My initial research on the first documented dinosaur find (Richard Owen, 1842, the Iguanadon, in London of all places!) quickly brought me to the pioneering American paleontologists Edward Drinkwater Cope and Charles Othniel Marsh. Their rivalry in the 1870s was known as the Bone Wars: between them, they named and claimed over a hundred dinosaur species, while also energetically trying to destroy each other’s careers. These two larger-than-life characters were the inspiration for the paleontologist fathers in Every Hidden Thing. And if you’ve got two fathers who hate each other, doesn’t it make sense their respective teenaged children will fall in love?
I had a lot to learn for this book. I tried to bone up on anatomy so I could recognize joints and femurs and humeri. I spent a lot of time at the museum, measuring T. rex’s and centrosaurs and pterosaurs. But I also wanted to know what it was like to swelter in the sun in search of fossils, so I managed to get myself invited on a short field expedition in Dinosaur Provincial Park in Alberta.
This was my Indiana Jones moment. I bought hiking boots and a hat. I wanted a bullwhip but MEC wouldn’t sell me one. The badlands terrain was like an ancient hidden world, literally sunken below prairie level: buttes and ravines and coulees and rocks of astonishingly different textures and colors. And mosquitoes, lots and lots of them. During my stay I got a crash course in prospecting, quarrying out fossils, and preparing them back in the lab. And I also got to ask my patient paleontologist hosts about everything from the history of paleontology to how to identify bone—something I was useless at. Prospecting, I felt like a pesky cartoon character, calling out every few seconds, “Don, hey, Don, is this bone?” A glance was all it took for him. “Nope. That’s glacial erratic limestone.” “Hey, Don, how about this?” “That’s petrified wood.” “Hey, Don, I think I’ve got something big here!” “That’s a rabbit skull. It’ll be a fossil in 65 million years.”

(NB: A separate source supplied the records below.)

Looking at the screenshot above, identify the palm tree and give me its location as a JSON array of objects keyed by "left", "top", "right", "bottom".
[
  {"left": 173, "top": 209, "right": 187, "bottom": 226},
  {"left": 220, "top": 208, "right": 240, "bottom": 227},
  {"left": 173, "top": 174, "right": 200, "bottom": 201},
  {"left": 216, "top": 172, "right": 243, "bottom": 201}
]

There were a ton of other things I needed to learn about. The birth of American paleontology intersected with aggressive American westward expansion, and increasing tension with the American Indians prior to the Great Sioux War of 1876. I took pains to research the Lakota Indians, whose homelands and way of life were being stolen and eradicated, and I was fortunate to have my manuscript reviewed in advance by a Lakota reader to make sure my depictions of indigenous peoples were accurate and respectful.
During my brief time in the badlands, one of the amazing things I learned about paleontology was that the work methods haven’t changed much in 140 years. You walk, you look, you dig, and when you find bone, you shovel. It can be tedious and sweaty, but exhilarating. After a day of prospecting, standing on a lookout, I asked my host: “If you had a machine that could see inside all these hills, would you do it?” He shook his head. “What would be the fun of that?”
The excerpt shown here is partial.